Or il entrait bien dans les missions de M.[W] d'identifier ces matériels, conformément à l'avenant de son contrat de travail ci-dessus rappelé.
M. [W] n'apporte aucun élément de réponse sur ce point.
Ces faits sont établis.
> Sur le grief de dates de validités, dates de révisions, états de conformités méconnus pour beaucoup d'articles :
L'employeur produit le tableau de suivi amiante mis à jour par M. [W], lequel fait apparaitre que :
- Trois extracteurs 1200 et six caissons 1200 sont non conformes,
- Aucune date de révision et de validité n'est mentionnée concernant les coffrets électriques.
Or la encore, il entrait bien dans les missions de M.[W] d'une part de prendre les dispositions nécessaires à la mise en conformité des matériels, conformément à l'avenant de son contrat de travail ci-dessus rappelé.
M. [W] n'apporte aucun élément de réponse.
Ce fait est donc établi.
> Sur l'absence de localisation des matériels, l'inventaire incomplet et l'absence de plan d'action initié en vue de la mise en conformité et/ou valorisation des réparations :
L'employeur produit un échange de courriels du 06 juillet 2017, dans lequel le responsable d'exploitation Amiante Sud-Est, M. [X], demande à M. [W] les « tableaux à jour de tout le matériel que nous possédons (y compris câbles, caravanes, groupe de secours ou groupe de puissance, sas etc.). ».
En réponse, M. [W] indique :
« Le tableau est disponible sur le commun.
Il ne recense que le matériel qui est soumis à un contrôle annuel.
Je le maintien à jour en temps réel autant que possible.
Seul le matériel qui sera amené en révision aujourd'hui sera mis à jour fin matinée ou au plus tard demain matin,
Ainsi que celui qui partira sur chantier. »
Or M.[X] lui répond :
« [D],
Je viens de consulter ton tableau du matériel il n'y a pas trace des :
Caravanes
Groupe de secours
Groupe de puissance
Sas
Echafaudage
Pirl
Anémomètre
Enrouleur de câble
Longueur de câble (rallonges)
Petit portatif (attitré ou non) »
Merci de m'indiquer sur quels documents je peux trouver tout ce matériel. Il me le faut en urgence ».

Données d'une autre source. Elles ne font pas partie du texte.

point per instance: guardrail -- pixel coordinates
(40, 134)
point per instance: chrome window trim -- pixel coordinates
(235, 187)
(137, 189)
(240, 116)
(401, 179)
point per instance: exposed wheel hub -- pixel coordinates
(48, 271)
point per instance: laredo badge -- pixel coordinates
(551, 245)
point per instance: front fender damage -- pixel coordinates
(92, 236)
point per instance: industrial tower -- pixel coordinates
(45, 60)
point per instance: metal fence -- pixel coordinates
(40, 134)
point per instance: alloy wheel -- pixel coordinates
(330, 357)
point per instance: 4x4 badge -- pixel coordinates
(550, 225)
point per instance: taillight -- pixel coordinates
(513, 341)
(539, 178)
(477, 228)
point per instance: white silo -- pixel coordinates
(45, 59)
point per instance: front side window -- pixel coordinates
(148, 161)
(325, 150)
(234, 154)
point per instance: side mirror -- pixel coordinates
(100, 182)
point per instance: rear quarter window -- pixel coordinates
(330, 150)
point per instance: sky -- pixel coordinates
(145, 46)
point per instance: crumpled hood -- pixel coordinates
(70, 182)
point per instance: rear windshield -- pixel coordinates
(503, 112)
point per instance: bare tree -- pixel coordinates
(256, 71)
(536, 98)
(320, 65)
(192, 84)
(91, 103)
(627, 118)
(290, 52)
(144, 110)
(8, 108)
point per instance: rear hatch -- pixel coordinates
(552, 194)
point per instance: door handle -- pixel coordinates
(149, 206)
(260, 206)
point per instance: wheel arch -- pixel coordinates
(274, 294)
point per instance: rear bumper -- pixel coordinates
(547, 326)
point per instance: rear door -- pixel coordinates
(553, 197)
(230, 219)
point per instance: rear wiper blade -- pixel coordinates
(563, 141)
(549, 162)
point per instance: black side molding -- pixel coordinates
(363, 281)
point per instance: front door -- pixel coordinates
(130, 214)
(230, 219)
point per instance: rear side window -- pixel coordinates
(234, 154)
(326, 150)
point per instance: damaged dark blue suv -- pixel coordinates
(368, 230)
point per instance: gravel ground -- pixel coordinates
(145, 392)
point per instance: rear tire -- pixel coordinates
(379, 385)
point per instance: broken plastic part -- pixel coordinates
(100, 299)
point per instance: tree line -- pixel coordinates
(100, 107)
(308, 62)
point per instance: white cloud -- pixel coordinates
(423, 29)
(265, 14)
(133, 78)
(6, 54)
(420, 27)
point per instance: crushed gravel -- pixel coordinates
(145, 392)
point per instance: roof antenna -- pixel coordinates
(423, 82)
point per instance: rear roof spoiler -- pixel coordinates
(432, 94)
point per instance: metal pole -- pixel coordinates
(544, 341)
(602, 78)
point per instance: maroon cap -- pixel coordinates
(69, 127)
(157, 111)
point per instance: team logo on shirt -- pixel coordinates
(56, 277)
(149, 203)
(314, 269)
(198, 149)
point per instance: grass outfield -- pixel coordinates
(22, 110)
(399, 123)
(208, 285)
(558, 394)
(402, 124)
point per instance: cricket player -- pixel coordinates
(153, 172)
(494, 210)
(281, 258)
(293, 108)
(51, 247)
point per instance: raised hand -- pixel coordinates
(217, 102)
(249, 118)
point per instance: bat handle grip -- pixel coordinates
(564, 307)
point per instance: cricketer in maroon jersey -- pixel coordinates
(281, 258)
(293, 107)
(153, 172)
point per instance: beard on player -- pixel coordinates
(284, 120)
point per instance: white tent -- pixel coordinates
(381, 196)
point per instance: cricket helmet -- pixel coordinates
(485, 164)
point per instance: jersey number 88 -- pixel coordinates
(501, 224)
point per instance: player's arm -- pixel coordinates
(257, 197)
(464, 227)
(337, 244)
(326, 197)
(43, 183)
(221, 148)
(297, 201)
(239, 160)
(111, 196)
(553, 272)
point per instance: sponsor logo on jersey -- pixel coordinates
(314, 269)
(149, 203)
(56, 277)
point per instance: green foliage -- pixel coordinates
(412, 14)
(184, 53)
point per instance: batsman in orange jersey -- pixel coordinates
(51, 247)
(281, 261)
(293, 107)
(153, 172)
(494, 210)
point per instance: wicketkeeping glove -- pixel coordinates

Le 24 juillet 2017, M. [X] interroge Messieurs [S], [Y] et [W] concernant la mise à jour de ce fichier matériel incomplet.
En réponse, M. [Y] indique :
« Bonjour [C]
Rien reçu à ce jour
[D] nous doit l'inventaire pour le 26.07.
Demande que je lui ai fait avant que tu partes en congés et que je lui ai rappelé lorsque je suis passé lundi matin dernier à l'entrepôt. »
Le 25 juillet 2017, M. [W] transmet « le récapitulatif du matériel » .
Or le 27 juillet, M. [Y] lui répond :
« Bonjour [D],
Cet inventaire n'est pas exhaustif.
A titre d'exemple, il ne tient pas compte des EPI (tels les Tyveks, T shirts, blousons, pantalons, gants, harnais, ')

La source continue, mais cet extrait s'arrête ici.